Arrivano a Cannes i miracoli di Mel Gibson e i lamenti di Kim Ki-Duk

Mariarosa Mancuso

Una fiaba fatta e finita, solo il finlandese poteva riuscirci. Un eroe che di cognome fa Marx, un trovatello, gli aiutanti, le prove da superare. Ambientata a Le Havre, che sostituisce Lille nella geografia delle città dove piove sui disoccupati: il porto e i clandestini sono il valore aggiunto narrativo. Monsieur Marx fa il lustrascarpe, non il massimo in tempi di Nike.

    LE HAVRE di Aki Kaurismäki (concorso)
    Una fiaba fatta e finita, solo il finlandese poteva riuscirci. Un eroe che di cognome fa Marx, un trovatello, gli aiutanti, le prove da superare. Ambientata a Le Havre, che sostituisce Lille nella geografia delle città dove piove sui disoccupati: il porto e i clandestini sono il valore aggiunto narrativo. Monsieur Marx fa il lustrascarpe, non il massimo in tempi di Nike. Ha la moglie malata e qualche debituccio, eppur si prende cura del ragazzo nero trovato nel container.

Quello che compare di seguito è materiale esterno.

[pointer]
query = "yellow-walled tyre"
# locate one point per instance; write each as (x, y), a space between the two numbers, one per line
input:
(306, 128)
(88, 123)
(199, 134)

    THE BEAVER di Jodie Foster, con Mel Gibson (fuori concorso)
    Il castoro fa miracoli. Mel Gibson pure: provate voi a recitare un film intero con una marionetta spelacchiata e dentona infilata nel braccio. Cambiando voce e regalando al peluche una personalità propria. Il castoro cura la depressione. Quando Mel Gibson lo usa come doppio riesce a parlare con i figli e la moglie Jodie Foster (qui al terzo film come regista). Il maggiore ha i post-it attaccati al muro, con i tic del padre che non vuole ereditare. Arrotonda la paghetta scrivendo temi per i compagni, altro mestiere vicario.

    MICHAEL
    di Markus Schleinzer, con Michael Fuith (concorso)
    Al pedofilo non si sfugge. In “Polisse” ce n'era una schiera. Qui uno solo, del tipo molto amato dai vicini (“un signore educato” riferiranno ai cronisti tv). Austriaco, e messo in scena dall'assistente di Michael Haneke. Preciso e gelido come il maestro, con cui evidentemente ha conti in sospeso: Michael è il nome del carnefice. Come il maestro, punisce gli spettatori sottraendo informazioni e chiudendo il film quando gli pare.

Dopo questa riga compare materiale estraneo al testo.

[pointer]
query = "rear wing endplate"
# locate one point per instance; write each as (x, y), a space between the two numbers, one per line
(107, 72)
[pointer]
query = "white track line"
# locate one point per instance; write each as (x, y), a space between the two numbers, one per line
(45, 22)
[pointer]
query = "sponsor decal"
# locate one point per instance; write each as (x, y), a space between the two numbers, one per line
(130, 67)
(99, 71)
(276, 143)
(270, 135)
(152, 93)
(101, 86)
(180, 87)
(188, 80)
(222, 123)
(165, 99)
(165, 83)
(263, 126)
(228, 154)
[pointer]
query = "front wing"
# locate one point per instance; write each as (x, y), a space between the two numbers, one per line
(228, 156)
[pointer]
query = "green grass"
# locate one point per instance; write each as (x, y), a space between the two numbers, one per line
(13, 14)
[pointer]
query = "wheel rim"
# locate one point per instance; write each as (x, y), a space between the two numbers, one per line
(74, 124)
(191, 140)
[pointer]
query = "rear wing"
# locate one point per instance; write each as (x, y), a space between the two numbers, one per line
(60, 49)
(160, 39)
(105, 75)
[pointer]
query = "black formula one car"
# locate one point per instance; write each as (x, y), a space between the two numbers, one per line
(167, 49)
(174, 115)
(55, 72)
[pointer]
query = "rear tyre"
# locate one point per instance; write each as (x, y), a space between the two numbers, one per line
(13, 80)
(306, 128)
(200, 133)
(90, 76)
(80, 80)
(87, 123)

    L'APOLLONIDE - SOUVENIRS DE LA MAISON CLOSE di Bertrand Bonello, con Adèle Haenel (concorso)
    Dei bordelli parigini sapevamo quel che raccontano gli scrittori (per esempio Guy de Maupassant, nel divertissement “Al petalo di rosa, casa turca”). Visto il film di Bonello, possiamo scrivere una tesi di laurea. Conosciamo gli orari, le norme igieniche, i profumi, i saponi, le visite mediche anti sifilide, le teorie degli scienzati sulle prostitute. Facciamo conoscenza con i clienti che legano e sfregiano, quelli che soltanto guardano “L'origine del mondo” (dipinta da Courbet trent'anni prima), quelli che vogliono la geisha, quelli che scopano nella vasca piena di champagne gelido.

    ARIRANG
    di Kim Ki-Duk, con Kim Ki-Duk (Un certain regard)
    Era scomparso da tre anni, ricompare con un lamento lungo un film. Colpa di un incidente sul set di “Dreams” (un'attrice rischiò di morire impiccata) e di un'idea della vita non proprio ilare: o torturiamo qualcuno, o siamo torturati da qualcuno, o ci flagelliamo da soli. Il coreano di “Ferro 3” vive sotto una tenda, cucina con la neve sciolta, mentre l'acqua gela nelle tubature. Parla da solo (malissimo dei suoi assistenti che lo hanno tradito) e siccome prima di diventare regista era meccanico si costruisce una macchinetta per l'espresso.